Friday, September 14, 2012

Why did no studio move their upcoming action films to September 7th after The Gangster Squad split?

Yes yes, last weekend's box office was the worst since after the 9/11 attacks.  Normally cumulative weekend box office doesn't mean a damn thing, but this weekend deserves study as a prime example of missed opportunities.  The actual reasons for this are interesting for two reasons.  A) Just like 9/11, the six degrees-of-separation reason is once again rooted in an act of mass violence.  Had the Aurora shootings not occurred on July 20th or had Warner Bros. shown a token amount of backbone, The Gangster Squad would have been the big opener of the weekend and surely would have delivered a better debut than The Words, which turned out to be the sole truly wide release.  Moreover, the weekend shows us how much we've become accustomed to weekly blockbuster opening weekends each and every frame.  But the real question of last weekend is why didn't any studio bother to move a token major action release onto the September 7th slot.  Yes, I know Lionsgate randomly dumped The Cold Light of Day onto 1,500 screens with next-to-no advertising, but considering the coming storm of major genre fare over just the next three weeks, you have to wonder why a studio, any studio, didn't think to jump into the near-vacant slot and avoid the coming storm.

There are four major studio releases opening next weekend, plus the nationwide expansion of The Master.  Warner Bros. is the one who vacated the slot in the first place, so they'd have been a likely contender to shift  the Clint Eastwood/Amy Adams baseball drama Trouble With the Curve, although the film arguably qualifies as adult counter-programming against the pure genre fare.  The House At the End of the Street feels like a complete loser, with last-minute press screenings and absolutely no buzz other than the fact that Jennifer Lawrence apparently shot it back when she had less on her plate.  But we also see two hard-R action pictures opening directly against each other, with Lionsgate's Dredd 3D squaring off against the found-footage cop drama End of Watch from Open Road.  The next two weekends see two major action entries opening one after another, with the allegedly fantastic Looper (seeing it on the 24th) opening against the animated Hotel Transylvania (which my daughter wants to see) and the 'school vouchers are *awesome*!' propaganda Won't Back Down.   The next week sees the black-and-white claymation Tim Burton remake Frankenweenie (which my daughter does not want to see) squaring off against a movie that would have dominated last weekend, Liam Neeson's Taken 2.  That's ten (10!) major studio releases in just three weekends, while September 7th was occupied only by The Words and uh... The Cold Light of Day (which isn't that bad, so check out the DVD in a few months).

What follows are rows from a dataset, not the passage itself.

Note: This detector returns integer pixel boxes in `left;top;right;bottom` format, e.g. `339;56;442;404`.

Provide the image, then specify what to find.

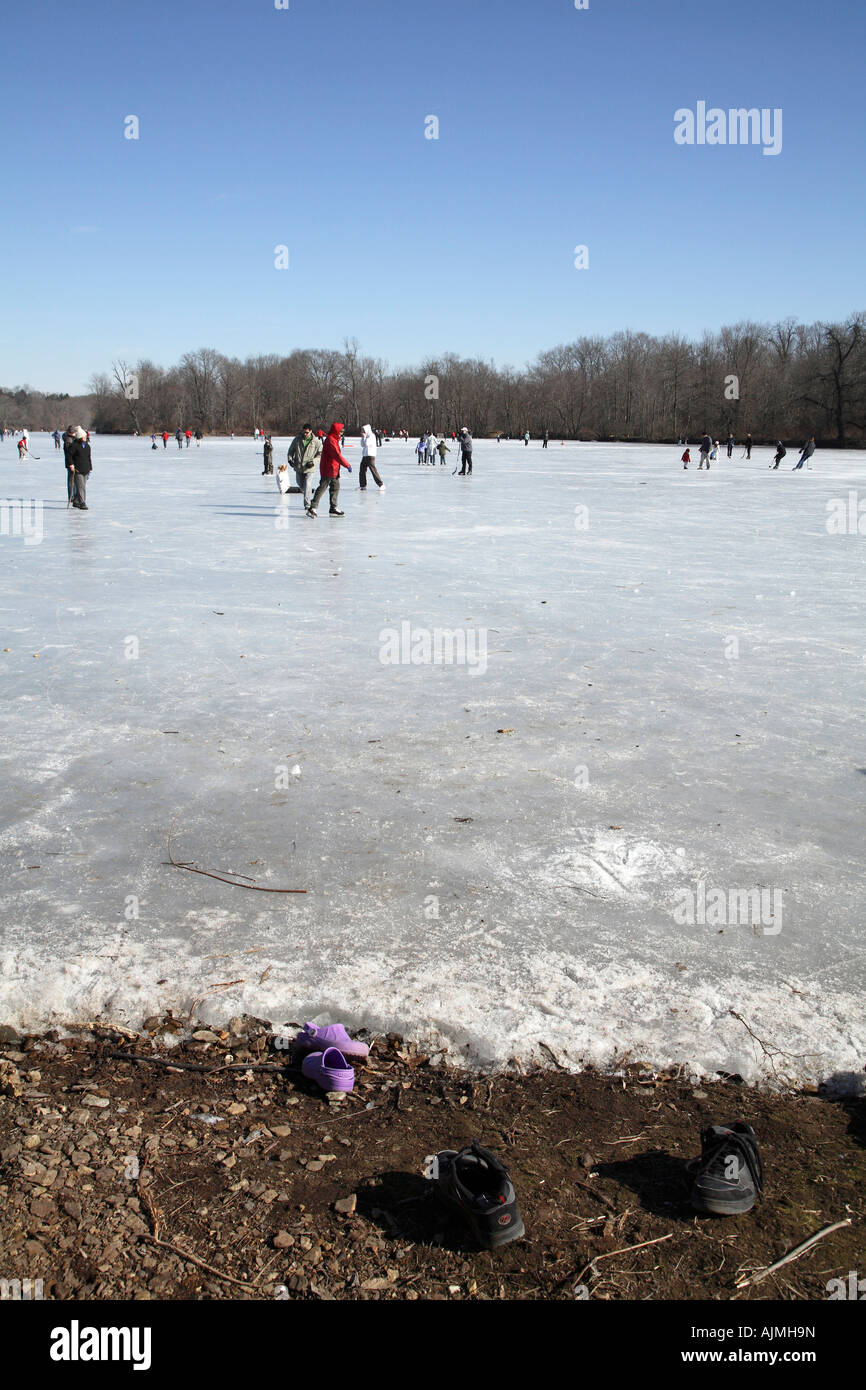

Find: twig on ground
142;1236;260;1289
168;817;307;892
737;1216;852;1289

Look, I know there is money and complication that comes with moving release dates.  But surely someone should have released that releasing a bunch of commercially iffy B-movie action pictures all on top of each other is a smart idea?  As they say in the restaurant business, it's all about 'location, location, location'.  And Warner Bros.' um... not-so-brave choice to reshoot and reschedule The Gangster Squad left a major movie going weekend (because there really are only a few "bad" weekends at this point) and not a single studio jumped at it.  And now, at the very least, Looper, Dredd, End of Watch, and Taken 2 will surely leave money on the table, especially the first three (Taken 2 has the advantage of being last and being a sequel to a popular original).  The irony of this is that studios were possibly afraid of positioning a violent guns-and-blood picture on a weekend affected by a mass shooting.  Yet absent a guns-and-blood action picture on last weekend's slate, the total weekend box office (which is usually an irrelevant stat) plummeted to record low levels.

As always, it's the movies, the individual films that perform in an individual result.  But when you don't have *any* movies on a given weekend, you have to expect low overall moviegoing as a result.  And when you have three weeks with too many variations on the same product, you're going to have to expect all respective action pictures to suffer.  Hollywood had a chance to prevent both scenarios yet chose not to.